Robert returned to the subject when the police had taken their departure, and Bill had fetched a brush and shovel from the kitchen and was sweeping up the broken glass in room after room. Again he urged the wisdom of a hotel in Larborough, but neither his emotion nor his common sense was behind the words. He would not have gone if he had been in the Sharpes' place, and he could not expect them to; and in addition he acknowledged the wisdom of Mrs. Sharpe's view about the fate of the house left empty.
"What you want is a lodger," said Stanley, who had been refused permission to sweep up glass because he was classed as walking-wounded. "A lodger with a pistol. What d'you say I come and sleep here of nights? No meals, just sleeping night watchman. They all sleep anyhow, night watchmen do."
It was evident by their expressions that both the Sharpes appreciated the fact that this was an open declaration of allegiance in what amounted to a local war; but they did not embarrass him with thanks.
"Haven't you got a wife?" Marion asked.
"Not of my own," Stanley said demurely.
"Your wife-if you had one-might support your sleeping here," Mrs. Sharpe pointed out, "but I doubt if your business would, Mr.-er-Mr. Peters."
"My business?"
"I imagine that if your customers found that you had become night watchman at The Franchise they would take their custom elsewhere."
"Not them," Stanley said comfortably. "There's nowhere else to take it. Lynch is drunk five nights out of seven, and Biggins wouldn't know how to put on a bicycle chain. Anyhow, I don't let my customers tell me what I do in my spare time."
And when Bill returned, he backed Stanley up. Bill was a much married man and it was not contemplated that he would ever sleep anywhere except at home. But that Stanley should sleep at The Franchise seemed to both of them a natural solution of the problem.
Robert was mightily relieved.
"Well," Marion said, "if you are going to be our guest at nights you might as well begin now. I am sure that head feels like a very painful turnip. I'll go and make up a bed. Do you prefer a south view?"

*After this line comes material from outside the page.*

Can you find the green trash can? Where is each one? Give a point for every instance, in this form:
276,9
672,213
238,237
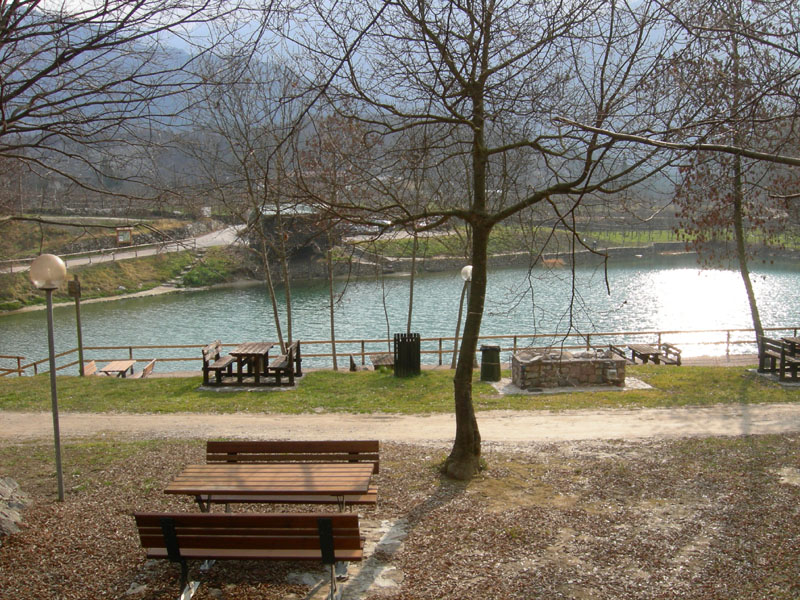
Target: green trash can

"Yes," said Stanley gravely. "Well away from kitchen and wireless noises."
"I'll do what I can."
It was arranged that Bill should slip a note into the door of Stanley's lodgings to say that he would be in for lunch as usual. "She won't worry about me," Stanley said, referring to his landlady. "I've been out for nights before now." He caught Marion's eye, and added: "Ferrying cars for customers; you can do it in half the time at night."
They tacked down the curtains in all the ground-floor rooms to provide some protection for their contents if it rained before morning, and Robert promised to get glaziers out at the earliest possible moment. Deciding privately to go to a Larborough firm, and not risk another series of polite rebuffs in Milford.
"And I shall also do something about a key for the gate, so that I can have a duplicate," he said as Marion came out with them to bar the gate, "and save you from being gate-keeper as well as everything else."
She put out her hand, to Bill first. "I shall never forget what you three have done for us. When I remember tonight it won't be these clods that I shall remember," she tilted her head to the windowless house, "but you three."
"Those clods were local, I suppose you know," Bill said as they drove home through the quiet spring night.
"Yes," Robert agreed. "I realised that. They had no car, for one thing. And 'Foreign bitches! smells of the conservative country, just as 'Fascists! smells of the progressive town."
Bill said some things about progress.
"I was wrong to let myself be persuaded yesterday evening. The man on the beat was so sure that 'everyone would go home when it grew dark' that I let myself believe it. But I should have remembered a warning I got about witch-hunts."
Bill was not listening. "It's a funny thing how unsafe you feel in a house without windows," he said. "Take a house with the back blown clean off, and not a door that will shut; you can live quite happily in a front room provided it still has windows. But without windows even a whole undamaged house feels unsafe."